Daybreak - Daybreak (Gear Fab Records, 1971/2017)

Operating out of Pearl River, New York, Daybreak came together in 1969. The band played local gigs to enthused audiences, and wound up cutting an album. Originally released on the RPC label in 1971, “Daybreak,” produced only four hundred copies, making it an extremely rare bird. So hooray for Gear Fab Records for hunting this baby down, reissuing it and granting it the wider exposure it deserves!

Rugged and raw, Daybreak captures the band in all its bare bones glory. A truly live feel directs the performances, rendering the album to be a picture perfect example of a basement recording. Such a comment is meant in a good way, of course, as the greatest rock music has always thrived on spontanity and intimacy. Crackling with jagged instrumentation, designed of bruising riffs, wheezing keyboards and primal drumming, Daybreak flourishes with edgy excitement. The vocals fall somewhere between savage and spooky, while bursts of distorted fuzz add an extra heavy duty factor to the proceedings. 

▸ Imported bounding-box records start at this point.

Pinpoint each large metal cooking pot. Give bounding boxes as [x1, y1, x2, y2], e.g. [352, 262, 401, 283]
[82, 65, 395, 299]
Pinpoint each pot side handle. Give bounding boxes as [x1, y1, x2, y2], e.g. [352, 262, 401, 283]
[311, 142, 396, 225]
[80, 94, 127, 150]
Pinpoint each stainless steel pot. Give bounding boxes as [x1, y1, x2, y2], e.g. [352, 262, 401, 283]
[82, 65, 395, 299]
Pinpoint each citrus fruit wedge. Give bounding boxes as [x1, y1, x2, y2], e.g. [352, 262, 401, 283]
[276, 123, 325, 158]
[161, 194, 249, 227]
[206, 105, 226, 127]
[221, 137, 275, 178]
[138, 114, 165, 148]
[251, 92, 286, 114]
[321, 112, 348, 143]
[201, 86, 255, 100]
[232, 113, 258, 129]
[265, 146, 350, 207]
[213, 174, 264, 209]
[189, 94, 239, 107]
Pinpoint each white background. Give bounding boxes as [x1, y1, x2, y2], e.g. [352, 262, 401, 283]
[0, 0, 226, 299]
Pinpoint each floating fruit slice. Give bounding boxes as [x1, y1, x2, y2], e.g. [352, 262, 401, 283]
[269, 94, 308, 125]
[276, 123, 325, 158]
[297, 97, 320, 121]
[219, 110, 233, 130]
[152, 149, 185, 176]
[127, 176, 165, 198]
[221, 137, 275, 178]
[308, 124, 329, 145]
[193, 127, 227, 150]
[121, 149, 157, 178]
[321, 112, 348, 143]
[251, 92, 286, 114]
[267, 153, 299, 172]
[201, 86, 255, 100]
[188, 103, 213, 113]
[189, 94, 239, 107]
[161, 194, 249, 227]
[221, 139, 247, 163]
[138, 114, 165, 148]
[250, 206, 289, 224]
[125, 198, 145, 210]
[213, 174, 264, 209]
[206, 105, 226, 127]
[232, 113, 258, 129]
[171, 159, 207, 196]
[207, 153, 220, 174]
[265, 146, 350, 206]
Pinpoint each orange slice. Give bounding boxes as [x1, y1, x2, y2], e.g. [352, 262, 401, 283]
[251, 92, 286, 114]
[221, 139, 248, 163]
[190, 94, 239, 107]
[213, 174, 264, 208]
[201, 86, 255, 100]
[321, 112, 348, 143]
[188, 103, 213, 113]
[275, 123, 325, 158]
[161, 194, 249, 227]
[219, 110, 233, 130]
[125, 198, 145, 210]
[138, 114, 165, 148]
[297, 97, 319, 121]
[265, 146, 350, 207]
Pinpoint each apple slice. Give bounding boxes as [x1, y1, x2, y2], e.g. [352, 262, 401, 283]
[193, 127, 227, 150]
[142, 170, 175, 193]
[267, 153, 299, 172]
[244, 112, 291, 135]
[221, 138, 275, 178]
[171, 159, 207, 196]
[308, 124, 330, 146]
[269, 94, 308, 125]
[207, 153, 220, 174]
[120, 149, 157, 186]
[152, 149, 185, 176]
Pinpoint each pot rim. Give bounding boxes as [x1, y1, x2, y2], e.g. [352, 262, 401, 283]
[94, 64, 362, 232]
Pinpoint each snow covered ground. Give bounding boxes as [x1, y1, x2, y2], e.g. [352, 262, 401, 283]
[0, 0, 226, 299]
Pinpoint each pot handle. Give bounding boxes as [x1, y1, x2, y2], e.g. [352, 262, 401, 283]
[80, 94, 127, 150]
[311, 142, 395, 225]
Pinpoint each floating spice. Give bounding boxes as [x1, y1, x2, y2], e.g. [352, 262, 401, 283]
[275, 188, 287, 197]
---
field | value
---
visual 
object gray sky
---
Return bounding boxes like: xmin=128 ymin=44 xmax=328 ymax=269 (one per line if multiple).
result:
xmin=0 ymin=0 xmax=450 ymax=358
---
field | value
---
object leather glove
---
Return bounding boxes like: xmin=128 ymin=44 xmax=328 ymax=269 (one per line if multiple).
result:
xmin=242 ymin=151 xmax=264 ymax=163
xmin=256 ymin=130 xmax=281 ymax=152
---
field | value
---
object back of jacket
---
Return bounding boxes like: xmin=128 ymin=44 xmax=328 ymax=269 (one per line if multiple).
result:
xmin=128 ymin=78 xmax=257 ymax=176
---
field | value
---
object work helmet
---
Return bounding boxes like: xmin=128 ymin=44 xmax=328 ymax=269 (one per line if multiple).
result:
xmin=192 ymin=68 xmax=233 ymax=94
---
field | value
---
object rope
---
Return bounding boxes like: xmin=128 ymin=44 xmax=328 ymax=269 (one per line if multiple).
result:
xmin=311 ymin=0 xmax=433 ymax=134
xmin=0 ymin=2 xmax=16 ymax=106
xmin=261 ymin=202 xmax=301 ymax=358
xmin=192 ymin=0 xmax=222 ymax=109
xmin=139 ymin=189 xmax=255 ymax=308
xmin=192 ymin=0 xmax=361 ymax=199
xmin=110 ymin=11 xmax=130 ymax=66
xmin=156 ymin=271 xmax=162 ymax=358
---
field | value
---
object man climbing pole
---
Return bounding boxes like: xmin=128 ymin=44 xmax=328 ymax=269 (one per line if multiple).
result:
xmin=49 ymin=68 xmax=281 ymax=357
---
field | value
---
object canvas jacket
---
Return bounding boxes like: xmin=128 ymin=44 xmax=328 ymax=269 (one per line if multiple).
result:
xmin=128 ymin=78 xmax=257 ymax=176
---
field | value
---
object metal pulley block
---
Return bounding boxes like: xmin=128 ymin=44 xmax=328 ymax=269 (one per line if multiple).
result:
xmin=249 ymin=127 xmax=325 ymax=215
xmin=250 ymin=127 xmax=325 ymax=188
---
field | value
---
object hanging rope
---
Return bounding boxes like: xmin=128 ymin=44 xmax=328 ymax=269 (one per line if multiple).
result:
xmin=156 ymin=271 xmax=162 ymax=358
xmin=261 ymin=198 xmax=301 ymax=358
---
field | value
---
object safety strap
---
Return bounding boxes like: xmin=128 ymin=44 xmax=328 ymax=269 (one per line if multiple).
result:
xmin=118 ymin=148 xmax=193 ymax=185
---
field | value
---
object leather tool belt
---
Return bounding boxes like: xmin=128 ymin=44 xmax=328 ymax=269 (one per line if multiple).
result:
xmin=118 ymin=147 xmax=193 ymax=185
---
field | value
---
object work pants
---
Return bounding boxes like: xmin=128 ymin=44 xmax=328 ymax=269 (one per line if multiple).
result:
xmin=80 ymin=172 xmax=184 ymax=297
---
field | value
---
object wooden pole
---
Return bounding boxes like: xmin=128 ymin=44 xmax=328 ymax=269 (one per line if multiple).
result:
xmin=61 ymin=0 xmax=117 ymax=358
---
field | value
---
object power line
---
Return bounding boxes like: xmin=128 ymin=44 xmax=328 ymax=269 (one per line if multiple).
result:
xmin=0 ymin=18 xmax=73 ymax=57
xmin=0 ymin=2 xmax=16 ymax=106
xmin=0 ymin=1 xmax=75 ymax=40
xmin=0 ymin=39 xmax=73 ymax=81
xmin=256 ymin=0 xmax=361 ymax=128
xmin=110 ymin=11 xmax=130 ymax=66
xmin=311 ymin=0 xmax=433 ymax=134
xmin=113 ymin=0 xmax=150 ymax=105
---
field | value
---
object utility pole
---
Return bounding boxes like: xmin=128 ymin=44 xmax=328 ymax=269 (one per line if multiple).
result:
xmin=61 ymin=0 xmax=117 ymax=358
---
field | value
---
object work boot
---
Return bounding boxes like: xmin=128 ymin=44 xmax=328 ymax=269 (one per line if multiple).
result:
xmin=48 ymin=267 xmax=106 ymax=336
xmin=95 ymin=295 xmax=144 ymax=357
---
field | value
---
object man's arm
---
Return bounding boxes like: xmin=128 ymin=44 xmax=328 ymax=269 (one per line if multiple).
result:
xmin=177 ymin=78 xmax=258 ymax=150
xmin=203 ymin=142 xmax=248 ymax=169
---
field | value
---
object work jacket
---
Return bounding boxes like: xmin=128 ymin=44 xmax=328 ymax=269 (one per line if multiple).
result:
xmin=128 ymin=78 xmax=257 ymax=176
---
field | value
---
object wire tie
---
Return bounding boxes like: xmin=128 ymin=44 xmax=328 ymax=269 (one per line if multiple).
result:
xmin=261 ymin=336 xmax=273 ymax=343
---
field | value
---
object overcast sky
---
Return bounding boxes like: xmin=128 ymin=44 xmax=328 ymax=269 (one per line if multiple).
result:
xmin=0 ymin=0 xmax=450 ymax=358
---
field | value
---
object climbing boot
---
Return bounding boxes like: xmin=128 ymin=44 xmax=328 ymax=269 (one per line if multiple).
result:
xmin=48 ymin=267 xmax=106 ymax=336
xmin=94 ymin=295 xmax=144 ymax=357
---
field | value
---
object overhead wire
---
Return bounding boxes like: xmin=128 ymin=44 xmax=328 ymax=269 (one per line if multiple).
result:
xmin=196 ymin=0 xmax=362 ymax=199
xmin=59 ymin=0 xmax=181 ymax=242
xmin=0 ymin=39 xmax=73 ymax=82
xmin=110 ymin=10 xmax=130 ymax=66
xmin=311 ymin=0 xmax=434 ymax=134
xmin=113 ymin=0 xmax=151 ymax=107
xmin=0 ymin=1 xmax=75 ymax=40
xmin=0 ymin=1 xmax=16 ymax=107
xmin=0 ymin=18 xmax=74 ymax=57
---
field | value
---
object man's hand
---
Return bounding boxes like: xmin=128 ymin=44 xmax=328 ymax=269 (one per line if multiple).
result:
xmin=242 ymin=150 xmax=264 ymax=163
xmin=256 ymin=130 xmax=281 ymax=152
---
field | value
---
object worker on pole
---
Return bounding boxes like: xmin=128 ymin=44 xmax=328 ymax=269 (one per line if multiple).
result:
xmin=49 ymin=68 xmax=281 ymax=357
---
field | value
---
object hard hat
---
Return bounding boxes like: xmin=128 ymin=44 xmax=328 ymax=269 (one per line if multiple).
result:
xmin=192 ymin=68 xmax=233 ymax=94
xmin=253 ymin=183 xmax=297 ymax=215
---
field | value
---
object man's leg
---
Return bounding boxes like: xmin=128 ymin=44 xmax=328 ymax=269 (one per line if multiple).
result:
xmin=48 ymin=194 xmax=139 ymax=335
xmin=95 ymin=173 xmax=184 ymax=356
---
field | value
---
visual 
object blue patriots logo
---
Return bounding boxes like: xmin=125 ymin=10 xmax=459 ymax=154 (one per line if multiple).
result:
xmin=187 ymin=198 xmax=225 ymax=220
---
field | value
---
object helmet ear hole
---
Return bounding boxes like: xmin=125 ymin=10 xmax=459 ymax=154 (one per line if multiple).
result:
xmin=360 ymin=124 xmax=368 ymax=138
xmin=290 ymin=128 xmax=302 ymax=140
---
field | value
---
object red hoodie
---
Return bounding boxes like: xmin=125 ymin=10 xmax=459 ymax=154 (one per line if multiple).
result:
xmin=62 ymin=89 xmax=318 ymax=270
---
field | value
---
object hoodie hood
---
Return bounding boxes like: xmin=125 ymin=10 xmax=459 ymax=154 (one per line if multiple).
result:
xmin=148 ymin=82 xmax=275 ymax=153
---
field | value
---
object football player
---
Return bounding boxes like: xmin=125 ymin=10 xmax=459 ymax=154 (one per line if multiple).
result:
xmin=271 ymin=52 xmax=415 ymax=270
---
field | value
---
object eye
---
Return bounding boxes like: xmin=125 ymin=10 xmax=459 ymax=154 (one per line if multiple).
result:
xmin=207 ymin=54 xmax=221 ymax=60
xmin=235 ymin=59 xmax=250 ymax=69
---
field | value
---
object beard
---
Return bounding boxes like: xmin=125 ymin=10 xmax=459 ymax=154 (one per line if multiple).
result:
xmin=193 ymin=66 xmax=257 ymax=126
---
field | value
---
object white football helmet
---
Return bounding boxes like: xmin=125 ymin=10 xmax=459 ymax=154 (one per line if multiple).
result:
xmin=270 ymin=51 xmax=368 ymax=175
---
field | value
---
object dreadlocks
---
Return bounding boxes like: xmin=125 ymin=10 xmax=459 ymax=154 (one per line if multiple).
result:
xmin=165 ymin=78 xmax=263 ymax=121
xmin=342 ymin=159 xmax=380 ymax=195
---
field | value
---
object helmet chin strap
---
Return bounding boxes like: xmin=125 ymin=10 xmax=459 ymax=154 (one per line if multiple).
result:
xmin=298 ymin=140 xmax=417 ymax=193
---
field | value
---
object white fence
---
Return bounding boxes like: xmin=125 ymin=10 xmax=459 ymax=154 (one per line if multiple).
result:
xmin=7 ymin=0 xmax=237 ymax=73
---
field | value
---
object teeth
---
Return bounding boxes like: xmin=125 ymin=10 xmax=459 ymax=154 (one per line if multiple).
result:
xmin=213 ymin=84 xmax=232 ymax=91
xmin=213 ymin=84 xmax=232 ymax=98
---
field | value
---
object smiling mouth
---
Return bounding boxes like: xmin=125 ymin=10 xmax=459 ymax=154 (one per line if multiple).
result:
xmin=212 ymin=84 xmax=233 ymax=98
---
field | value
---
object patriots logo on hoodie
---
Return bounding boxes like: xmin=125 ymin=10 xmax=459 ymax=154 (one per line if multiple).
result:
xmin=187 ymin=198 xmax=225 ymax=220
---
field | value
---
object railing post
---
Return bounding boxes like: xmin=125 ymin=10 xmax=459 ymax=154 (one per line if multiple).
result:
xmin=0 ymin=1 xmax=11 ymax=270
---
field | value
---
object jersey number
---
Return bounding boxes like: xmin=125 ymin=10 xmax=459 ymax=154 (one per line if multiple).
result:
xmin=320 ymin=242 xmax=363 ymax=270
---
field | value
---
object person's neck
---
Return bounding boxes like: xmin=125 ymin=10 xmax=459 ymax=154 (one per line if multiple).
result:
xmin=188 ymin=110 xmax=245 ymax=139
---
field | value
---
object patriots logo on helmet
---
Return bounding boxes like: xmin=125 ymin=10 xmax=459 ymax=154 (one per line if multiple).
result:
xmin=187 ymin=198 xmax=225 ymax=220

Self-composed tracks like the gutsy “Can’t Get Down” and the haunting “Alone Again” illustrate Daybreak’s own special brand of uniqueness, where covers of “Nights In White Satin” (the Moody Blues) and the suite styled “Monster,” “Suicide” and “America” (Steppenwolf) are further stamped with the band’s free-wheeling personality. Daybreak also pays tribute to Bill Haley and the Comets on a rather straight-forward rendition of “We’re Gonna Rock Around The Clock,” laced with the tooting sound of a saxophone.